LA MUJER EN LOS PAÍSES DE HABLA INGLESA
El movimiento para lo que se ha llamado la emancipación de la mujer, que ha sido
una característica tan señalada de los Siglos XIX y XX, ha causado una impresión
más profunda en los países de habla inglesa que en cualquier otro. La protesta
contra la injusta opresión de las mujeres por leyes hechas por el hombre se ha
hecho cada vez más fuerte, aunque debe confesarse que todas las mejoras
sucesivas en la posición de las mujeres también se han producido por leyes
hechas por los hombres. Las diversas incapacidades impuestas por la ley o la
costumbre a las mujeres se han ido quitando gradualmente por la legislación,
hasta que, ahora, en los países de lengua inglesa apenas se necesita nada para
la perfecta igualdad de la mujer con el hombre ante la ley, excepto el derecho
de sufragio en su más amplia extensión y la admisión de las mujeres a todas las
magistraturas municipales y nacionales, que será después el inevitable resultado
de la retirada de toda restricción en el sufragio. Que la gradual mejora del
status legal de las mujeres en el curso de los tiempos ha suprimido muchas
injusticias enormes no se puede dudar. Sin embargo, el que se demuestre que
todos los cambios hechos en su favor son puramente beneficiosos para ellas y
para la raza, y específicamente que la supresión de toda restricción sobre el
sufragio y la admisión de las mujeres a posiciones legislativas, judiciales y
ejecutivas de confianza pública sea un cambio deseable en el organismo político
se duda por muchos de todos los matices de creencia religiosa o no creencia, y
probablemente por la mayoría de los católicos en posiciones oficiales y no
oficiales.
En inglés la palabra “woman” (mujer) es una contracción de “wife-man” (esposa
del hombre). Esto indica que desde los tiempos más antiguos los anglosajones
creían que la esfera propia de la mujer era la doméstica. Las leyes inglesas más
antiguas tratan por consiguiente en su mayor parte de la relación matrimonial.
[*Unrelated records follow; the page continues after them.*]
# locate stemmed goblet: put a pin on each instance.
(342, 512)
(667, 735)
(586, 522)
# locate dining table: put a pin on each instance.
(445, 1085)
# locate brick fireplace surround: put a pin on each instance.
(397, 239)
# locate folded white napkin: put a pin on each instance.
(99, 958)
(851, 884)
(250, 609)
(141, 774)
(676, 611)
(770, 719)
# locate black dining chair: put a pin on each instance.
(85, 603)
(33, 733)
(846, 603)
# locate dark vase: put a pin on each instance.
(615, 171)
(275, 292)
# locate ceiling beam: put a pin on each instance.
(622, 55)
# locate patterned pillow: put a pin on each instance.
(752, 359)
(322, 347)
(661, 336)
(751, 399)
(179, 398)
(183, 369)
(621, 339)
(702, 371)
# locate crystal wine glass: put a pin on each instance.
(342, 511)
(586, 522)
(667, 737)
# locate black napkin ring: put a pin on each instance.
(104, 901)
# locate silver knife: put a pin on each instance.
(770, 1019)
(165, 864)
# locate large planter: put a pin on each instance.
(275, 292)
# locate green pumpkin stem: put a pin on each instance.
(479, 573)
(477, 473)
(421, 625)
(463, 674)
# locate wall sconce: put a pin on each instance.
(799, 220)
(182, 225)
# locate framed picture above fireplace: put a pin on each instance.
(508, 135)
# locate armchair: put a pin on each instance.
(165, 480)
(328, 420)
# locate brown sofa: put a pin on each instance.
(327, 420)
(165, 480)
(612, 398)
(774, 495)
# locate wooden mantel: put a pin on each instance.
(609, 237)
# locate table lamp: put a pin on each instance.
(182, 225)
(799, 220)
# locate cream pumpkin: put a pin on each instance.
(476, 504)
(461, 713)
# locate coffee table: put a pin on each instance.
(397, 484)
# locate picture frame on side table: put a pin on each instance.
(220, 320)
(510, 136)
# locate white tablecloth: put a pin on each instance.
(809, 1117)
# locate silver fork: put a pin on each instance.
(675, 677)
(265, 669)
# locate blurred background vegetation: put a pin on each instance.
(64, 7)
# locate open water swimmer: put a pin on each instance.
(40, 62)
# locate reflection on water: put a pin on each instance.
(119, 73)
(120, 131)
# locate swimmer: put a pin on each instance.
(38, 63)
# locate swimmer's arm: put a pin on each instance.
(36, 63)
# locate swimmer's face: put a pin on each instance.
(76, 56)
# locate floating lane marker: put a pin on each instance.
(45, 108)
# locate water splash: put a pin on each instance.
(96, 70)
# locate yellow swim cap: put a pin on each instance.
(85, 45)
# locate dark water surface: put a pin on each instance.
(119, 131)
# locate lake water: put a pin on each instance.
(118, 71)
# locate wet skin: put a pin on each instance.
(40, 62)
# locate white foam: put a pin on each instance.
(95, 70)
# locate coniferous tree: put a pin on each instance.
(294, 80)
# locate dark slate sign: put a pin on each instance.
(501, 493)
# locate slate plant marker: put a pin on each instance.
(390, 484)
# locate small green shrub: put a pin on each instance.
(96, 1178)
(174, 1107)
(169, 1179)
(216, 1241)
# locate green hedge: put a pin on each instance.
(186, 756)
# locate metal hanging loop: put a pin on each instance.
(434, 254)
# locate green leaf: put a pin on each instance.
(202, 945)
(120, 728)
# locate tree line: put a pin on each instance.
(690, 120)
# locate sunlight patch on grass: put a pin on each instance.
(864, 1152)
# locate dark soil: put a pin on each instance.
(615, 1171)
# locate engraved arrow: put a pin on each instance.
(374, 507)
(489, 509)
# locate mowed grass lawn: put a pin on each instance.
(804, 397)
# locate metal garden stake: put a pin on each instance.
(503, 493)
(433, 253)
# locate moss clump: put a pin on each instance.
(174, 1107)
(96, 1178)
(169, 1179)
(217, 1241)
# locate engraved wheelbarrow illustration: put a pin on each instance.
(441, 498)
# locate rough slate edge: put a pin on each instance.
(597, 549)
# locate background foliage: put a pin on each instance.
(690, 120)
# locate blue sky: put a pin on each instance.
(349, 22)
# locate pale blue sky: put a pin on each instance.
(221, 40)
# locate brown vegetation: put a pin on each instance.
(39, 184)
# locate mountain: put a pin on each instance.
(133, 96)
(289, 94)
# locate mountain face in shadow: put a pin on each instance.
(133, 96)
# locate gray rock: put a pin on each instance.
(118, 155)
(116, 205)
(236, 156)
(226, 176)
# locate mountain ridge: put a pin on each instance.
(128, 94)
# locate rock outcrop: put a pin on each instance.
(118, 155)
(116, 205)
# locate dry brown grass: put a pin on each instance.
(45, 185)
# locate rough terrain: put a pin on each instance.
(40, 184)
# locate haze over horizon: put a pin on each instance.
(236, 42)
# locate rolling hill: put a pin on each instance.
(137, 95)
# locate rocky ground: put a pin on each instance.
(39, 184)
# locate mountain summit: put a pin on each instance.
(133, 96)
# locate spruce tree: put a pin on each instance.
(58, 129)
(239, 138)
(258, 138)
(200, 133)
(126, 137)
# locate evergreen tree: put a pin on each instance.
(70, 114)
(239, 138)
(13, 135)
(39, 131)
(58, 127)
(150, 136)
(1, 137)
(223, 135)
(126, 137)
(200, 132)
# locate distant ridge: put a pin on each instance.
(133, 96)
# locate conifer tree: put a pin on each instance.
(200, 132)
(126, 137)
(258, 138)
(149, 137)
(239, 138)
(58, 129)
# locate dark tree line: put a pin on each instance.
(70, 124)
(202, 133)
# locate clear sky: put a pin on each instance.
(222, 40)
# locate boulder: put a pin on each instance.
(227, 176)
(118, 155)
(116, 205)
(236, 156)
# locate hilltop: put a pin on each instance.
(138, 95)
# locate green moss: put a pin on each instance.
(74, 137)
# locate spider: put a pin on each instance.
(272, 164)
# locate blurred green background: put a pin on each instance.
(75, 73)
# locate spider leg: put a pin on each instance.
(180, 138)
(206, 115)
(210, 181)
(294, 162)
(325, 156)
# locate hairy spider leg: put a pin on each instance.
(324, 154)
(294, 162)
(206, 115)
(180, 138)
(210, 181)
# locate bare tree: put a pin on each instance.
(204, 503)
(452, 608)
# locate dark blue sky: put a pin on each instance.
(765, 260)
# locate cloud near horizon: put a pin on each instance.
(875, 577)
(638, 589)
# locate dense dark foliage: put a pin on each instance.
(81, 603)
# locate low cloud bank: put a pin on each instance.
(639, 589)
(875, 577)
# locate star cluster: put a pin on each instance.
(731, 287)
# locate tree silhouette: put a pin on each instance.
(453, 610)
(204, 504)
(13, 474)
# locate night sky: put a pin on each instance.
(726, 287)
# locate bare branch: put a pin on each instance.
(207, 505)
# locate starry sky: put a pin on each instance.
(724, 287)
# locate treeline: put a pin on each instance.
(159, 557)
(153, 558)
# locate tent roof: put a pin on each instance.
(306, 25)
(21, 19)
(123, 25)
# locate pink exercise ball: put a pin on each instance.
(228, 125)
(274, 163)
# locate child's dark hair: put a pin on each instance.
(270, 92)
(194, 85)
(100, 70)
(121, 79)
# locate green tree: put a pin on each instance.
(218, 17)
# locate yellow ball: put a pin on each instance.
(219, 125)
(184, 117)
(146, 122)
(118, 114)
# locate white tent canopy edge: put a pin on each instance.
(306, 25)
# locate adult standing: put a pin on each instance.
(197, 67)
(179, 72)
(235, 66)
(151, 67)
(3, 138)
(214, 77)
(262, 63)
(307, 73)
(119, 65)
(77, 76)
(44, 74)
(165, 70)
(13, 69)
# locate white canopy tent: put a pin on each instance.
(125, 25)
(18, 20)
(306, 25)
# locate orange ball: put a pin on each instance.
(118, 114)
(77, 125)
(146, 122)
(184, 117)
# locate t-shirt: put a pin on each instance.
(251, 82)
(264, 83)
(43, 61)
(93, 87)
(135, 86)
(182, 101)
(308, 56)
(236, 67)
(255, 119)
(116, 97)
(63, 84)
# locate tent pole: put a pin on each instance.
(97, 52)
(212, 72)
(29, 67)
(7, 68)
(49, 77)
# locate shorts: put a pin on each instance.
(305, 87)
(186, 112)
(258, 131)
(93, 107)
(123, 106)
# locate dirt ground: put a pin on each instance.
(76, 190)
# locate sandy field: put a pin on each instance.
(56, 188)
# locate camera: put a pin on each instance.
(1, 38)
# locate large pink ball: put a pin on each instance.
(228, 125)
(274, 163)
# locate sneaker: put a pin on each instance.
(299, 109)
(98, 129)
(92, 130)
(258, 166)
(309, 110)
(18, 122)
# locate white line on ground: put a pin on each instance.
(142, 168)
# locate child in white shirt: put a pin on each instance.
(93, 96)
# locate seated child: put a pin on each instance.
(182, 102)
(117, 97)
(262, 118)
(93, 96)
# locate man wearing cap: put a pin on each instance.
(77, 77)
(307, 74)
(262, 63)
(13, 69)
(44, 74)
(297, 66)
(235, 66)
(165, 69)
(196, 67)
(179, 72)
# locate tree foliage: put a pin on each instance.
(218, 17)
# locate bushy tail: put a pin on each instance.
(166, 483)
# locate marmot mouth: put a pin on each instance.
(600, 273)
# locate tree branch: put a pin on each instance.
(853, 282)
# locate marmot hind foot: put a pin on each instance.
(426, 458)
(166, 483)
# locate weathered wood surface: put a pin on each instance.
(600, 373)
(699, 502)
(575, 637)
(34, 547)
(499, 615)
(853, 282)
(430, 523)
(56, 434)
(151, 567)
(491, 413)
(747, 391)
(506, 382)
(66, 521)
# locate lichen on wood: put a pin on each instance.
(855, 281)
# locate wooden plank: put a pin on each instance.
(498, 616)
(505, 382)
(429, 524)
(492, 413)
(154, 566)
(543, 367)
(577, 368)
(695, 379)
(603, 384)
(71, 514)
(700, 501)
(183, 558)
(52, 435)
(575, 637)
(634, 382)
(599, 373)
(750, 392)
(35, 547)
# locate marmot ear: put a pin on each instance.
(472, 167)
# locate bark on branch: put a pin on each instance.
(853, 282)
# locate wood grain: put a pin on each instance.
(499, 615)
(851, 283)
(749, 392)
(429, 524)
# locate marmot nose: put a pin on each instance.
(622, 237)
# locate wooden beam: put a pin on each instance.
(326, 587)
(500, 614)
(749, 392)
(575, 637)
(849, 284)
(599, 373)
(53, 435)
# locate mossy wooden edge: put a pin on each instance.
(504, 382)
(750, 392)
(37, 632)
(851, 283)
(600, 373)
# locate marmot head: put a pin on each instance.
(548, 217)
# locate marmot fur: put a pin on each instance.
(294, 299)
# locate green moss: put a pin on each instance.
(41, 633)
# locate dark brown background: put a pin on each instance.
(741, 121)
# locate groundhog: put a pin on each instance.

La denominada “compra de la novia” no era una transacción de trueque, sino que
era una contribución por parte del marido para adquirir una parte de la
propiedad de la familia.; mientras que el “regalo de la mañana” era un acuerdo
hecho sobre la novia. Esta costumbre, aunque en uso entre los antiguos teutones,
se encontraba también en las antiguas leyes romanas incorporadas en la redacción
de Justiniano. El rey Etelberto promulgó que si un hombre seducía a la esposa de
otro el seductor debía pagar los gastos del segundo matrimonio de aquél.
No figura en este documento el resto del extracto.